Rebuild: A new no-silo approach

Accenture has developed a new approach we call ‘Ransomware Resilience.’ It combines the benefits of on-premises ownership (immediate response) and the scalability, performance and security of cloud. We’ve also stopped focusing on secure backups and restoration as a part of recovery and instead are focusing on a new approach that rearchitects, strengthens and fortifies the entire environment.

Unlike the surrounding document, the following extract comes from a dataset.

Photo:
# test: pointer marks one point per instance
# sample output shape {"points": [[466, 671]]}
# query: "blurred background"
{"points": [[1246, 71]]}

In our experience, this helps organizations avoid paying ransomware and rebuild and get back into business much faster. We’ve helped clients restore within hours* with this new approach. Clients love it, since it’s more reasonable to rebuild than to figure out how to send Bitcoins and/or file reimbursement claims with a cyber insurance provider.

As a community, we should merge incident response, data security, digital identity, network security and disaster recovery to be able to quickly rebuild after a ransomware attack. Whether we call this approach “Disaster Recovery 2.0” or Ransomware Resilience the time has come to think about data and to architect better.

Actually, that time came about four years ago with Bitcoin, it’s time to get moving. I like ransomware resilience myself.

*Rebuild timeframe is dependent upon individual client risk tolerance, industry, rebuild architecture, project scope and resources.